Before transplanting banana trees outside, take precautions to adapt them, and after moving banana plants, cover them from the sun’s direct rays for a few weeks. (Read Do Copper Nails Kill A Tree)
Grow Banana Trees Successfully
After the first frost risk has passed, plant new banana trees as young plants can’t grow in temperatures below 57°F.
Bananas like sun, although some variegated types with scorch-prone leaves like moderate shade. You need a deep hole for growing bananas, and before planting, thoroughly prepare the soil.
You’ll need well-drained soil you have organically modified with a pH of 5.52-6.5 pH.

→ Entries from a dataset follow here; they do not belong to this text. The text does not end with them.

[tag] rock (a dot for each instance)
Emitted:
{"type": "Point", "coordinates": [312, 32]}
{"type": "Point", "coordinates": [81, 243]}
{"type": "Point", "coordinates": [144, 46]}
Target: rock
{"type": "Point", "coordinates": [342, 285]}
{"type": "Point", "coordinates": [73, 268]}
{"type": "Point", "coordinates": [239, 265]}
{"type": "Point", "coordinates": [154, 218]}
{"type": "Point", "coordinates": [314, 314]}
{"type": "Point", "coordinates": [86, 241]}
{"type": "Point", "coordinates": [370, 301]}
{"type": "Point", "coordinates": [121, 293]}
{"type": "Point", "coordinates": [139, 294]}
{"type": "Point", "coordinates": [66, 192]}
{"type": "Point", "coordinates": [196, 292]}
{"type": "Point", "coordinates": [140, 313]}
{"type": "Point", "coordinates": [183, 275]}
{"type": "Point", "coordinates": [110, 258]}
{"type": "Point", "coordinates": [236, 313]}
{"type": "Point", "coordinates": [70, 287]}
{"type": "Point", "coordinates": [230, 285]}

Bananas need lots of feeding with organic materials, a balanced fertilizer, or green sand. In addition, bananas are full of potassium; thus, they need added nutrients.
Banana trees are from tropical regions and have a warm climate. Therefore, they need water and humidity and one entire plant when surrounded by others than if growing alone.
Many plants nearby help keep leaves wet, although you must weekly water banana plants with 1 to 2 inches of water to keep the soil moist.
Plants need shelter from severe winds as the large leaves can easily damage in storms.
Strong gusts of more than 30 mph rip leaves, yet winds over 40 mph can break the pseudostem and kill the plant. If they fall, they won’t produce fruit for that growing season.
Can Banana Plants Grow In a Container?
You can transplant a banana into a large container, and for optimal growth, you may need larger than a 15-gallon pot for your young plant.
- When using a planting pot, you can regulate the plant’s environment. For example, it’s well protected from cold and rain.
- The transplanting pots need to be full of well-draining soil, and the pot needs drainage holes so they won’t hold excess water.
- Younger, smaller plants can be watered every few days, but older plants need daily watering. Potted bananas need frequent and plentiful banana tree fertilizer.
- Repot banana plants every three years. Fertilize regularly and use a high-quality potting mix.
- In winter, transfer container banana plants indoors and keep them as a houseplant if you have enough room. A banana can grow 12 to 18 feet.
- Give your indoor banana plant light, warmth, and humidity.
- It’s hard to keep a banana plant indoors in winter. Many gardeners overwinter plants in a cold, dark basement. Some winterize indoor plants.
- When the weather is cold, you’ll find that Panama disease chances are reduced than in warmer conditions.